Based in part on Glasco’s doctoral dissertation, the book explores and contextualizes the references that Toussaint makes to other writers throughout his works. Glasco’s scholarship adds to an emerging field of research into “intertextuality,” by which authors, poets and filmmakers cite or allude to existing works in their own creations, often in the subtlest and most implicit of manners.
From the beginning, humor has been one of Toussaint’s trademarks: slapstick and crude at times, and darker, more subversive, and subtler at others. Cited in works on the French novel of the 1980s and 1990s, these two decades brought about the recognition of this author in the forum of international literary criticism.
While scholars recognize this humor and cite brief intertextual play in some of his texts, none have concentrated on his novels with the depth they demand in terms of intertextuality, Glasco said.
Such references often accomplish two things: they pay homage to writers who inspired the new work, and they introduce audiences to multicultural or global concepts. “It’s like painting a canvas,” Glasco said. “You can add things on, but it will still have remnants of its previous incantation.”
Toussaint’s novels refer not only to the work of French authors, but also to Russian, American and Japanese literatures, for example. Perhaps most obvious in his literary style is Irish author and playwright Samuel Beckett. Glasco described a shared “absurdity” that distinguishes Toussaint and Beckett’s most influential works, though their styles are completely different.

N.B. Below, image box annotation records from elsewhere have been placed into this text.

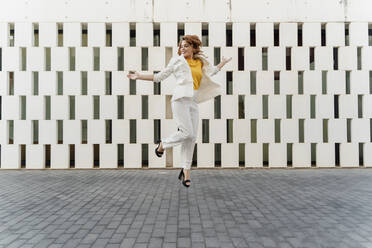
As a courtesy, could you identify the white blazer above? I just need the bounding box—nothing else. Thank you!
[154,54,221,103]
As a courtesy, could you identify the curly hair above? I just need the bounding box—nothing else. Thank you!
[178,35,202,55]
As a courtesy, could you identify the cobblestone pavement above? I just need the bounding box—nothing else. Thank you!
[0,169,372,248]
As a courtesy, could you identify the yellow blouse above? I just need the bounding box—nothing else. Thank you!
[186,59,203,90]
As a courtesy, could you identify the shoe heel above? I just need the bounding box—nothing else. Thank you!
[178,168,183,180]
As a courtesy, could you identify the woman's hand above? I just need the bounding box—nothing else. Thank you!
[221,56,232,65]
[127,71,139,80]
[217,56,232,70]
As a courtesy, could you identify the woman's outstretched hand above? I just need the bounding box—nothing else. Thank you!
[221,56,232,64]
[127,71,139,80]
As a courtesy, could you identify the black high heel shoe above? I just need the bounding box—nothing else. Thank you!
[178,168,191,188]
[155,140,164,158]
[178,168,184,180]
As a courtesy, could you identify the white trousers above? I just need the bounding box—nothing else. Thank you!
[162,92,199,169]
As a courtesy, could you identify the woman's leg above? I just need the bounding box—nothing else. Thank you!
[181,102,199,170]
[181,102,199,185]
[161,98,194,150]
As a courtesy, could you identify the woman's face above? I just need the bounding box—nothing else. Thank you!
[180,40,193,59]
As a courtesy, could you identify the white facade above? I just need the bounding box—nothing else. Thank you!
[0,0,372,169]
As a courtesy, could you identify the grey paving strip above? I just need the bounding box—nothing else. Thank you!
[0,168,372,248]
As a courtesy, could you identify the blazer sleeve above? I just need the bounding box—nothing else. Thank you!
[209,66,220,76]
[205,61,220,76]
[154,58,176,82]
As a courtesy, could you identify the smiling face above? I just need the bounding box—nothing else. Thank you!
[180,40,193,59]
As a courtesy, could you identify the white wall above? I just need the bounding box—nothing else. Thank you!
[0,0,372,169]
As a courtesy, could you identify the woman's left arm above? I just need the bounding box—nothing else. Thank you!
[211,56,232,76]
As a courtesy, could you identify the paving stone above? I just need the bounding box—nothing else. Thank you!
[0,168,372,248]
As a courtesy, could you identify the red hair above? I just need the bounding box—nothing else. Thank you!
[178,35,202,55]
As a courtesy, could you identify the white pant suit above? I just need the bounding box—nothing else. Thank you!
[162,92,199,169]
[154,55,221,169]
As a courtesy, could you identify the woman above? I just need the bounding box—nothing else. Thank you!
[127,35,231,187]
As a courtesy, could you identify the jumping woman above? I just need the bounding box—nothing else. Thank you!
[127,35,231,187]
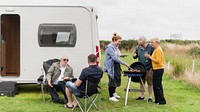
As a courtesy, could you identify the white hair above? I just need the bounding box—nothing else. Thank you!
[138,36,147,42]
[151,37,160,44]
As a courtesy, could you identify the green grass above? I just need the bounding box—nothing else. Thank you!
[0,53,200,112]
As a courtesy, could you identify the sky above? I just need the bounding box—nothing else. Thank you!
[0,0,200,40]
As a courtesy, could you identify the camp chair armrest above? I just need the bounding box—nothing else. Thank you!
[97,86,101,93]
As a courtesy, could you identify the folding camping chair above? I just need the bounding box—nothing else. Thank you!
[124,62,146,106]
[37,59,60,102]
[70,76,101,112]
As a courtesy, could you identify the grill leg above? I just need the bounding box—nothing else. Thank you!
[125,77,131,106]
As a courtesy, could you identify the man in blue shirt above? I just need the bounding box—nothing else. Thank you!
[133,36,154,102]
[65,54,103,108]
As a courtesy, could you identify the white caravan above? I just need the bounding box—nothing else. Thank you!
[0,5,100,83]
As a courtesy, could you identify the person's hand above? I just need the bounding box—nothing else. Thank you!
[62,77,71,80]
[144,54,151,58]
[125,64,130,68]
[48,80,53,87]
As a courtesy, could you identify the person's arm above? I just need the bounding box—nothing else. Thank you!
[106,47,129,67]
[75,79,83,87]
[145,50,163,64]
[62,65,74,80]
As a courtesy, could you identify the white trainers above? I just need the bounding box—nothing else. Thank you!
[113,93,120,99]
[109,96,119,102]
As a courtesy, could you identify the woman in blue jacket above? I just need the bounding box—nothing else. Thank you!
[104,34,129,102]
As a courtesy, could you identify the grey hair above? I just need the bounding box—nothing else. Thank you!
[151,37,160,44]
[138,36,147,42]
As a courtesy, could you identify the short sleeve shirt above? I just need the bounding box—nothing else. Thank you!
[77,65,103,91]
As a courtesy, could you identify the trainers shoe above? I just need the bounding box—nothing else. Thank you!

Toussaint admired Beckett enormously, Glasco said. He couldn’t help but mimic Beckett’s style at first. It took Toussaint a while, but he finally found his own voice with his first novel “La Salle de bain” (The Bathroom), published in 1985.
“He’s one of those rare novelists who has gained notoriety in both scholarly circles and popular culture,” Glasco said. “Toussaint wants to portray the era in which he lives. He introduces anything and everything modern into his stories.”
Her study thus reveals, presents and analyzes a multiplicity of intertexts, depicting the inner workings of their playful relationships to Toussaint’s texts as a whole, how they are intricately interwoven into narratives, and also how they relate to one another.
Glasco joined the Elon University faculty in 2006 as she completed her doctoral program in French literature at the University of North Carolina-Chapel Hill. Her scholarly interests include immigration policy in France, intertextuality and global culture in the Toussaint's novels, and literacy-based language learning.
At Elon, Glasco - who was promoted to associate professor beginning this fall - teaches courses on French language, literature, and culture and current events in the French and Francophone world. She frequently serves as a faculty mentor to undergraduate researchers, working in recent years on student projects involving French cinema, agriculture, politics and more.